Nach dem Ausländerzentralregister lebten 2013 insgesamt 7,6 Millionen Ausländer in Deutschland, was einem Anteil von 9,5 % an der Gesamtbevölkerung entspricht. Damit ist der Anteil der ausländischen Bevölkerung an der Gesamtbevölkerung in den letzten fünf Jahren etwas gestiegen. Es ist jedoch zu berücksichtigen, dass sich die gesamtdeutschen Werte deutlich von Werten in manchen Großstädten und insbesondere in vielen Stadtteilen unterscheiden, in denen der Ausländeranteil bei über 50 % liegen kann. Daher sollte der Ausländeranteil der Gesamtkommune stets mit den Anteilen in den jeweiligen Stadtteilen verglichen werden. [2]

Altersgruppen:

bis 2013 beträgt der Anteil der Ausländer im Alter von 65 Jahren und älter an der gesamten ausländischen Bevölkerung 10,1 %. Verglichen mit der deutschen ist die ausländische Bevölkerung insgesamt deutlich jünger: So sind nach Angaben des Statistischen Bundesamtes 16,8 % der deutschen Population 65 Jahre und älter. [2]

Geschlecht:

bis Die Geschlechterproportion unter den Ausländern entspricht derjenigen in der Gesamtbevölkerung. Die Dominanz der Männer in der Altersgruppe über 65 Jahre (53,3 %) lässt sich u. a. mit der vornehmlich auf Männer konzentrierten Anwerbepolitik von 1955 bis 1973 erklären. Insgesamt hat sich jedoch im Verlauf der Jahre durch Familiennachzug, Heiratsmigration und Geburten die noch Anfang der 1970er Jahre stark männlich dominierte Migrantenpopulation angeglichen; 48 % Frauen und 52 % Männer. [2]

Ausländergruppen:

bis Die meisten der in Deutschland lebenden Ausländer gehören zur Gruppe der ehemaligen sogenannten Gastarbeiter. Türkische Mitbürger stellen dabei mit 1,5 Mio. die größte Gruppe der ausländischen Population – das entspricht einem Viertel (20 %) aller Ausländer – gefolgt von polnischen und italienischen Mitbürgern (8 bzw. 7 %). An vierter Stelle liegen Personen griechischer und rumänischer Herkunft mit jeweils einem Anteil von 4 %, gefolgt von Personen aus Kroatien (3 %) (2013). [2]

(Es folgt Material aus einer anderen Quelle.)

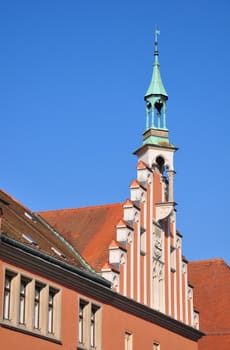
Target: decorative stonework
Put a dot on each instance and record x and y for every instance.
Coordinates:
(178, 242)
(196, 320)
(158, 270)
(157, 243)
(130, 237)
(190, 292)
(184, 267)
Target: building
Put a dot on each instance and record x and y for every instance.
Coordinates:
(110, 276)
(211, 281)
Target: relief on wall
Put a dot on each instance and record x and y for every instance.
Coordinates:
(157, 244)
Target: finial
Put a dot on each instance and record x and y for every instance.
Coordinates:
(157, 32)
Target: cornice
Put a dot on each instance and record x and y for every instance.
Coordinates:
(83, 283)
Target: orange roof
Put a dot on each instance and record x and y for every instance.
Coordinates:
(20, 224)
(211, 281)
(90, 229)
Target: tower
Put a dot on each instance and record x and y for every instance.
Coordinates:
(156, 149)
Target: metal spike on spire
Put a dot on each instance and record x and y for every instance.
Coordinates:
(156, 86)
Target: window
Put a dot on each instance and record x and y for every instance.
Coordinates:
(143, 241)
(156, 346)
(37, 305)
(173, 258)
(89, 325)
(31, 305)
(7, 296)
(128, 341)
(22, 301)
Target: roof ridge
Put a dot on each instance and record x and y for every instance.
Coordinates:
(81, 208)
(213, 260)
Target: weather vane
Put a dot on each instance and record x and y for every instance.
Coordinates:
(157, 32)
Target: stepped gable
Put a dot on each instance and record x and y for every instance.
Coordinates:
(18, 223)
(211, 281)
(89, 229)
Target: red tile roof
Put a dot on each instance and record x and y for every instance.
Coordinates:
(90, 229)
(211, 281)
(22, 225)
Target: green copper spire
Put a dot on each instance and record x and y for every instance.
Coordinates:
(156, 95)
(156, 86)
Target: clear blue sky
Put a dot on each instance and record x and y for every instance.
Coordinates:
(72, 79)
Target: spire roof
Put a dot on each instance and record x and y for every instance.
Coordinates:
(156, 86)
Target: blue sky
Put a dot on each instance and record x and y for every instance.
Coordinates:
(73, 76)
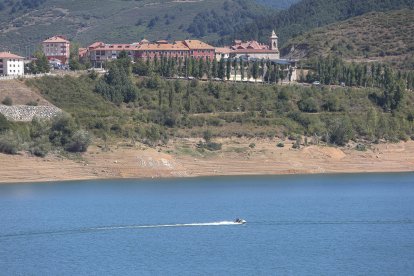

Der Anteil an Ausländern wächst:

bis Die Gruppe der älteren Ausländer (60 Jahre und älter) in Deutschland kann als die am stärksten anwachsende Bevölkerungsgruppe unter den Älteren angesehen werden. Im Jahr 2003 Lag die Zahl der über 60-jährigen Ausländer bei 757.000. 2014 lag die Zahl der älteren Ausländer ab 65 Jahren bei 819.850. Hinzu kommen eingebürgerte Menschen mit Migrationshintergrund und ältere Aussiedler, die zum Teil erst im höheren Alter nach Deutschland eingewandert sind. [1]

Obwohl die ungenauen Statistiken über ältere Menschen mit Migrationshintergrund keine verlässlichen Aussagen über Bevölkerungsbestand und -prognosen erlauben, kann davon ausgegangen werden, dass der Altenanteil in der hiesigen Migrantenpopulation auch künftig stark zunehmen wird.
Viele ältere Gastarbeiter haben in ihrem Berufsleben vor allem körperliche Tätigkeiten und z. T. die Gesundheit belastende Berufe ausgeübt, was häufig dazu führt, dass sie krankheitsbedingt früh aus dem Erwerbsleben ausscheiden und ggf. früher pflegebedürftig werden.
Auch wenn die familiären Hilfsnetzwerke stärker ausgeprägt sind, kann zukünftig nicht mehr automatisch davon ausgegangen werden, dass die Pflege und Betreuung im Bedarfsfall von Familienangehörigen übernommen wird. Gründe dafür sind auch hier die Pluralisierung und Individualisierung der Lebensformen sowie die von Erwerbspersonen geforderte räumliche Mobilität und berufliche Flexibilität.
Vor diesem Hintergrund wird der Handlungsbedarf aufseiten der Kommunen deutlich: Ältere Menschen mit Migrationshintergrund sollten z. B. über das örtliche Seniorenangebot (in ihrer Heimatsprache) informiert und ihre Bedarfe und Interessen erfragt werden. Mit den Trägern ambulanter Pflegedienste, aber auch stationärer Einrichtungen müssen kultursensible Konzepte entwickelt werden, die an die Bedürfnisse unterschiedlicher Migrantengruppen angepasst sind; so sind z. B. die individuellen Bedürfnisse von Muslimen zu berücksichtigen. In diesem Sinne müssen auch die Mitarbeiter weiterqualifiziert werden. Zudem ist an eine Zusammenarbeit mit Kulturvereinen zu denken.